In deze uitspraak beoordeelt de rechtbank het beroep dat eiseres heeft ingesteld omdat verweerder volgens haar niet op tijd heeft beslist op het door haar ingediende bezwaarschrift tegen de afwijzing van haar op 29 oktober 2020 ingediende aanvraag om een machtiging tot voorlopig verblijf (mvv) met als verblijfsdoel ‘familie en gezin’. Verweerder heeft op het beroep gereageerd met een verweerschrift. De rechtbank heeft het beroep op 16 maart 2023 op zitting behandeld, waarbij eiseres en verweerder zich hebben laten vertegenwoordigen door hun gemachtigden. Na sluiting van het onderzoek ter zitting heeft de rechtbank de zaak beoordeeld.
De rechtbank oordeelt dat als een bestuursorgaan niet op tijd op een aanvraag beslist, de betrokkene daartegen in beroep kan gaan. Voordat beroep kan worden ingesteld, moet de betrokkene het bestuursorgaan schriftelijk in gebreke stellen. In dit geval is het beroep ontvankelijk en gegrond verklaard, omdat eiseres zich niet kon verenigen met het niet tijdig nemen van een besluit op haar bezwaarschrift. De rechtbank heeft vastgesteld dat de beslistermijn is verstreken en dat verweerder de maximale dwangsom verschuldigd is, vastgesteld op € 1.442,-.
De rechtbank legt verweerder een termijn van twee weken op om alsnog een besluit te nemen op het bezwaar van eiseres.
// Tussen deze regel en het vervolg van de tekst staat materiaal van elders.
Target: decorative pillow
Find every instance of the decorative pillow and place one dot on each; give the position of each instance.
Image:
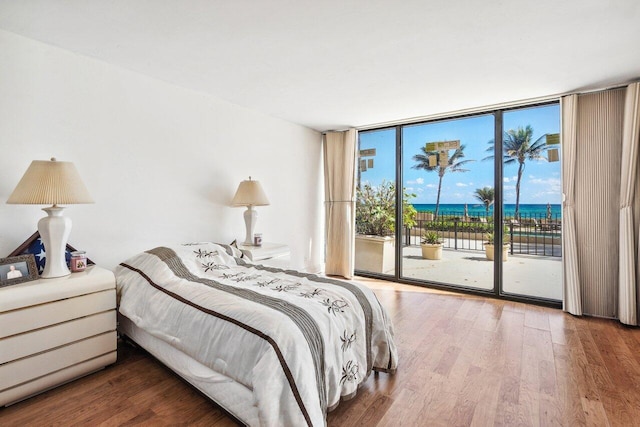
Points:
(235, 252)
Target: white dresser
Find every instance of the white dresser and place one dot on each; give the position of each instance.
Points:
(55, 330)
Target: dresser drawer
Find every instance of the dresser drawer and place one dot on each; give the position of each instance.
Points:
(22, 345)
(46, 382)
(38, 316)
(41, 364)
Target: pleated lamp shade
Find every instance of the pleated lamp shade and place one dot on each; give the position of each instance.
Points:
(50, 182)
(250, 193)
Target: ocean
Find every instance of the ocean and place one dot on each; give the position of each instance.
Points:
(474, 209)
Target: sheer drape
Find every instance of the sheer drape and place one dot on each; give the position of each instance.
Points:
(572, 299)
(340, 184)
(628, 274)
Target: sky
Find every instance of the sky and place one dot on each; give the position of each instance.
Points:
(540, 181)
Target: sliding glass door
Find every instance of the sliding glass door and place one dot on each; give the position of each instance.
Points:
(376, 203)
(468, 202)
(452, 189)
(532, 197)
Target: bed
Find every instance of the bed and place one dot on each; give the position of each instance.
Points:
(270, 346)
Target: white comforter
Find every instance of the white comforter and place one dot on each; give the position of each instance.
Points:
(299, 342)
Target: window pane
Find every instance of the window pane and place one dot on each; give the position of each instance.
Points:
(376, 206)
(443, 169)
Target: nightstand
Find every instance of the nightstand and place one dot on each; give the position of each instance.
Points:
(270, 254)
(55, 330)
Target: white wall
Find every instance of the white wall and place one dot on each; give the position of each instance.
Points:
(161, 162)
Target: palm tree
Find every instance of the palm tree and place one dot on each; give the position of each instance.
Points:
(486, 195)
(517, 147)
(454, 165)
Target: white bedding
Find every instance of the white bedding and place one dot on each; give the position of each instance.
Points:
(299, 342)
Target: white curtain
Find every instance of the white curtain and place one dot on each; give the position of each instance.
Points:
(572, 298)
(340, 201)
(628, 284)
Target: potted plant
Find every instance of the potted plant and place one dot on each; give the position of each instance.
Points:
(376, 226)
(431, 245)
(489, 246)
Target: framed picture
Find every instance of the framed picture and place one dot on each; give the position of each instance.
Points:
(33, 245)
(18, 269)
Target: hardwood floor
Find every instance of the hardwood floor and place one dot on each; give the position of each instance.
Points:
(464, 361)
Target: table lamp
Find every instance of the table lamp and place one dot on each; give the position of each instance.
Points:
(52, 182)
(250, 194)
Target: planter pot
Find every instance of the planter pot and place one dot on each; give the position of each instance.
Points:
(489, 251)
(375, 254)
(431, 251)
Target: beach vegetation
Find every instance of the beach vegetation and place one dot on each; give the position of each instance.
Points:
(490, 237)
(431, 237)
(518, 147)
(454, 164)
(376, 209)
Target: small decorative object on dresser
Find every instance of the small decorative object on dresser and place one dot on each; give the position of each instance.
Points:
(34, 246)
(54, 331)
(17, 269)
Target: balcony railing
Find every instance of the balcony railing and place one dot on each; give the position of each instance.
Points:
(530, 234)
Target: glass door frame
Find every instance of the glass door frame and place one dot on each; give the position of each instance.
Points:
(498, 209)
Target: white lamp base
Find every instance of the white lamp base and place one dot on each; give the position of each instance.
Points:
(250, 219)
(54, 231)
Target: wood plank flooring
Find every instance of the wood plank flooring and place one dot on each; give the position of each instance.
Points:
(464, 361)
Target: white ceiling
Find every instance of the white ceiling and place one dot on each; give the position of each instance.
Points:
(331, 64)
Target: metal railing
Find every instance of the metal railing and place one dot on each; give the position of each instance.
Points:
(531, 234)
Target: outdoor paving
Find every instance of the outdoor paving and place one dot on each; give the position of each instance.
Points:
(539, 276)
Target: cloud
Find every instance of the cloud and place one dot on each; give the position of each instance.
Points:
(418, 181)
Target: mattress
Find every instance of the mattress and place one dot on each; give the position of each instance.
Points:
(234, 398)
(297, 344)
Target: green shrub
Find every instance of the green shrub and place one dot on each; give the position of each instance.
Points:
(376, 209)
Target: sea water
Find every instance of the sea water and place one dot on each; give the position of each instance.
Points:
(526, 210)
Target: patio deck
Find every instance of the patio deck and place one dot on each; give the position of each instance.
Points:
(539, 276)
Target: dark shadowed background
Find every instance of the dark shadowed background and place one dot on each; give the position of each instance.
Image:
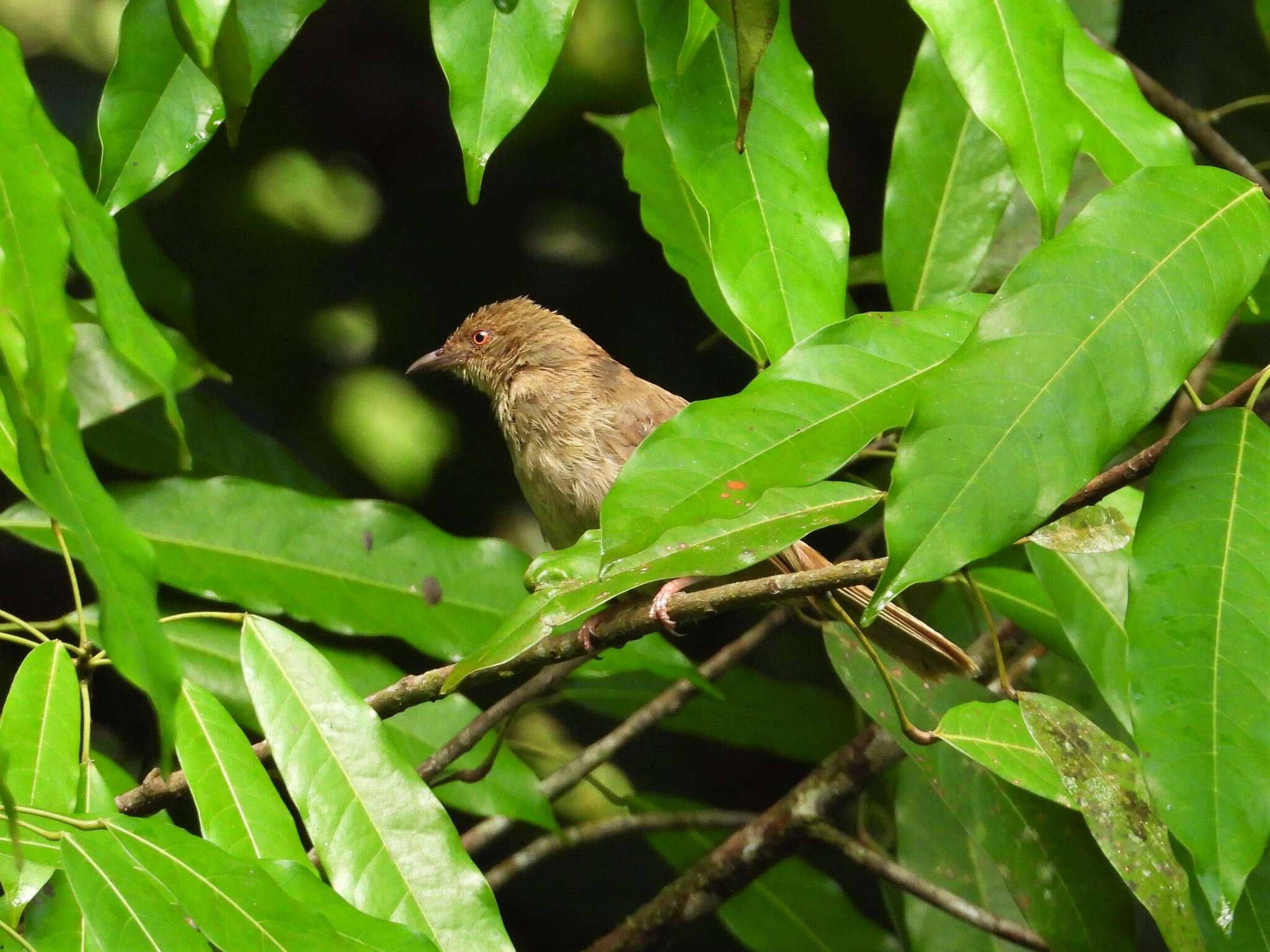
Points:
(334, 244)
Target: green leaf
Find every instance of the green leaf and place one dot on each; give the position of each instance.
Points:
(1108, 316)
(1199, 630)
(220, 442)
(1053, 868)
(791, 905)
(143, 344)
(126, 909)
(1122, 131)
(158, 108)
(497, 63)
(210, 654)
(1090, 594)
(996, 737)
(385, 842)
(355, 927)
(804, 418)
(273, 550)
(104, 384)
(1248, 930)
(1105, 780)
(238, 807)
(1018, 595)
(235, 903)
(752, 711)
(778, 234)
(753, 22)
(55, 922)
(36, 342)
(713, 548)
(40, 734)
(701, 23)
(671, 212)
(201, 22)
(1006, 58)
(254, 33)
(946, 189)
(1089, 531)
(931, 843)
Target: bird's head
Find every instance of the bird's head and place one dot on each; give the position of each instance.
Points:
(505, 339)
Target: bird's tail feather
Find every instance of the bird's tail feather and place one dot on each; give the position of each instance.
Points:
(902, 635)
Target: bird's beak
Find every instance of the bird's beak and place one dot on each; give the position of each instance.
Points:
(433, 361)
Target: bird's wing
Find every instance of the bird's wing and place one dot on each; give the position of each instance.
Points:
(641, 412)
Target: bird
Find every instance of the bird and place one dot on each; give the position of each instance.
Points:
(572, 416)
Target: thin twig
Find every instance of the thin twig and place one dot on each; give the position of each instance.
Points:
(1139, 466)
(154, 794)
(1194, 123)
(582, 834)
(756, 846)
(70, 573)
(541, 683)
(887, 868)
(671, 700)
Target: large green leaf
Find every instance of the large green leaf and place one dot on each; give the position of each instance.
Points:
(238, 807)
(1105, 780)
(1199, 634)
(996, 737)
(497, 60)
(948, 184)
(253, 35)
(931, 843)
(351, 566)
(235, 903)
(220, 442)
(672, 213)
(750, 710)
(1008, 60)
(125, 908)
(210, 654)
(1122, 131)
(1090, 594)
(1109, 316)
(791, 905)
(55, 922)
(36, 342)
(1053, 868)
(95, 247)
(158, 108)
(40, 731)
(778, 234)
(385, 842)
(806, 417)
(713, 548)
(357, 928)
(104, 384)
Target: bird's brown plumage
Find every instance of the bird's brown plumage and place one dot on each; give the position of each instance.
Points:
(572, 416)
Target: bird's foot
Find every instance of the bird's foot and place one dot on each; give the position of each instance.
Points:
(660, 601)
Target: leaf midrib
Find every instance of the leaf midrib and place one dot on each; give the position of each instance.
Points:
(1094, 332)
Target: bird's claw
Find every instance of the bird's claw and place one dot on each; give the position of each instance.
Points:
(658, 611)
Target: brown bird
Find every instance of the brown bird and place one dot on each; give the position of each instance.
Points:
(572, 416)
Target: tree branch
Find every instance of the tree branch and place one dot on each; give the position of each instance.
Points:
(541, 683)
(757, 846)
(887, 868)
(660, 708)
(1142, 464)
(550, 845)
(1197, 126)
(154, 794)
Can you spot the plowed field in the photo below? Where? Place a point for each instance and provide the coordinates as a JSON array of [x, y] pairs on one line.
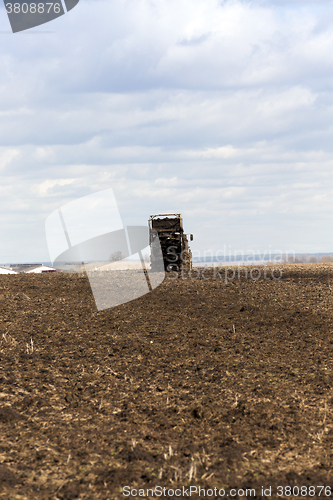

Tevens wordt een dwangsom van € 100,- per dag opgelegd voor elke dag dat deze termijn wordt overschreden, met een maximum van € 7.500,-. Eiseres krijgt ook een vergoeding voor haar proceskosten, vastgesteld op € 837,-, omdat de gemachtigde van eiseres een beroepschrift heeft ingediend en ter zitting is verschenen.